Laddove, coloro che si limitano a leggere i titoli del giornale, che sono distanti sulla politica, se non scettici, si sarebbero limitati a un «accidenti a sti’ socialisti».
Poi vai leggere, perché ti vuoi rendere conto da dove nasce tutto ciò, e scopri che nella pur meritoria opera di bonifica della città dalla criminalità la Procura della Repubblica ha ordinato 46 arresti e che il Procuratore capo, il dottor Laudati, nel descrivere le modalità con le quali agiva il clan, e cioè una eguale ripartizione dei profitti degli illeciti si sarebbe lasciato scappare un «criterio socialista», dice l’ottimo magistrato, nel senso che tutto si spartiva uguale, insomma che «i mezzi di produzione e di scambio» venivano socializzati.
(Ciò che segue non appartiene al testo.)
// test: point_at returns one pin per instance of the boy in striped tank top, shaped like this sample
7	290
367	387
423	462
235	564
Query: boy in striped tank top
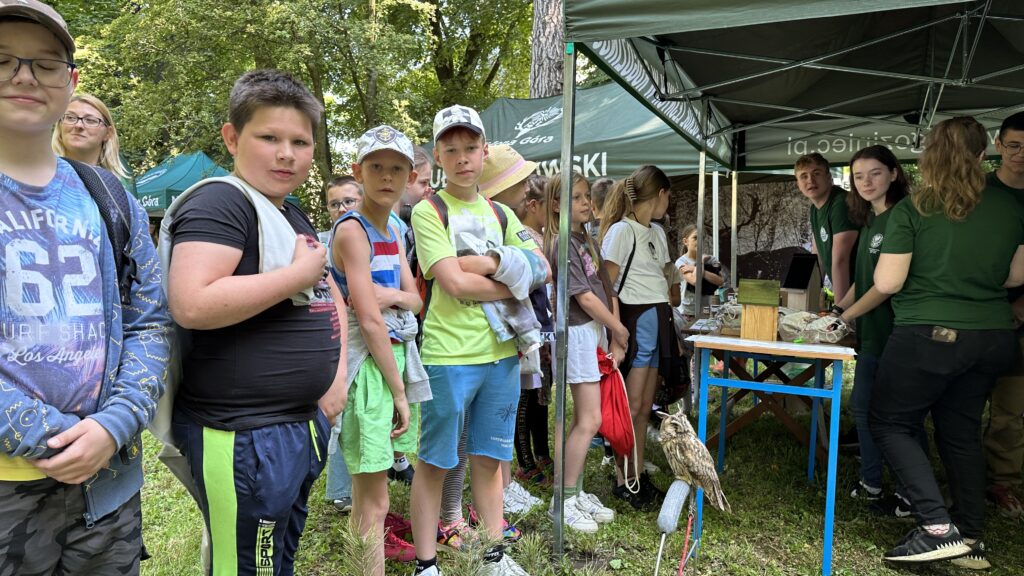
370	265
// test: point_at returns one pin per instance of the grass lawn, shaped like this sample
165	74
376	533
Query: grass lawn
775	527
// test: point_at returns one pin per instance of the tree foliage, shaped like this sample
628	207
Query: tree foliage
166	67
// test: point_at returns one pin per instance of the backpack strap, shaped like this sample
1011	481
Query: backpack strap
112	200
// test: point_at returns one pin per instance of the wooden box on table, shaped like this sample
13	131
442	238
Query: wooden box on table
760	301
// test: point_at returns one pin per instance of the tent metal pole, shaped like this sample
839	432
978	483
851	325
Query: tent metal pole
714	214
699	223
561	288
734	245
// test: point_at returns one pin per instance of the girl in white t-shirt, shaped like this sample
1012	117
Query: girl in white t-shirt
590	313
636	256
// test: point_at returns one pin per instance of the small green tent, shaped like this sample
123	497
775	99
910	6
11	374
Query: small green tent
158	188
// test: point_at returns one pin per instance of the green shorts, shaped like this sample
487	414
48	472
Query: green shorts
367	425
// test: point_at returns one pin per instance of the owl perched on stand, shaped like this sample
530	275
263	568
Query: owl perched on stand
689	458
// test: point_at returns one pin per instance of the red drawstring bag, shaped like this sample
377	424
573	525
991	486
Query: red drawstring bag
616	422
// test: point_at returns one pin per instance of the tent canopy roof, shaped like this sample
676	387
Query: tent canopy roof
764	75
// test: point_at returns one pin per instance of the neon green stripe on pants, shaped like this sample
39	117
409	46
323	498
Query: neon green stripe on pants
218	478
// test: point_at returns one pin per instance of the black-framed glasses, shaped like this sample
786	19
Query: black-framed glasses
338	204
89	121
49	73
1013	149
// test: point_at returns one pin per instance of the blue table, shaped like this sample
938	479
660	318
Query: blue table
775	355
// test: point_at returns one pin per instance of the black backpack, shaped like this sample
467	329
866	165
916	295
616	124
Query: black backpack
112	200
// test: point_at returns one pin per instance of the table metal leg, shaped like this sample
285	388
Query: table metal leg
701	434
723	418
837	397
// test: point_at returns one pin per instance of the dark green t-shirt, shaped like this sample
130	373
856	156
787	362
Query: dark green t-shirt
993	180
832	218
872	328
958	268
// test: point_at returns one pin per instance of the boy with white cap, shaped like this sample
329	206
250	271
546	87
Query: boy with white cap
472	375
370	266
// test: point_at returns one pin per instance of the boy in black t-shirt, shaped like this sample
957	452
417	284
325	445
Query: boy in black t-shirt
263	379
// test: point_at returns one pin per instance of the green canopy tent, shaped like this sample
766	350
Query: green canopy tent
159	187
757	84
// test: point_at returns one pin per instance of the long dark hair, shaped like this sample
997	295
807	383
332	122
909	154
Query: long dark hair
898	189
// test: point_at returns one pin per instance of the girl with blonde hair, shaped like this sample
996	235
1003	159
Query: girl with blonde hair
86	133
952	336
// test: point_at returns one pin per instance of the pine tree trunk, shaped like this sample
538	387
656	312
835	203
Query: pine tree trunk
546	52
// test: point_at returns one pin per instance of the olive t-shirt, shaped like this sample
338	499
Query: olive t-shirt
272	367
1012	293
958	268
873	327
832	218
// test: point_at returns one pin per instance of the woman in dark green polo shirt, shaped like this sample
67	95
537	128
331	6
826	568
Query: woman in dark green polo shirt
952	335
878	182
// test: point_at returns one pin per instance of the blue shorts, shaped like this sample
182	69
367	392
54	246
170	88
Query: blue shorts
487	395
646	337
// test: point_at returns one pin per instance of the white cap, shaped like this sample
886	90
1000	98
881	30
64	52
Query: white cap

Sicchè, e il passo è breve, «clan socialista».
E vabbè, caro dottor Laudati, tutto questo che c’entra col definire il clan «socialista», che in verità avrebbe potuto essere definito anche (forse meglio) «comunista»?
Anche perché «socialista» significa una cosa ben precisa, indica cioè quella persona che aderisce al pensiero politico più antico d’Italia e si organizza attorno ad un partito, che oggi si chiama Partito Socialista e del quale ciascuno sente dell’appartenenza orgoglio.
Se poi si volesse sottilizzare, ma non è il caso, non è neppure vero che i socialisti prevedono la «redistribuzione» uguale per tutti, il che semmai è vero per altri ma non per loro: non sarà per caso che i socialisti circa trent’anni fa teorizzarono che il progresso individuale nella società avrebbe dovuto procedere secondo «meriti e bisogni» e che la loro secolare battaglia per l’uguaglianza riguarda soprattutto l’aspirazione alla libertà e ai diritti.
Caro dottor Laudati, con tutta la stima, non se la prenda se le viene chiesta una parola di distinguo da quel «clan socialista»: lo richiederebbe il buon senso, l’onestà intellettuale, la sua indiscussa serietà professionale, l’apprezzamento per il suo lavoro che quei «socialisti», per quanto un po’ incazzati, non esitano pubblicamente a riconoscerle.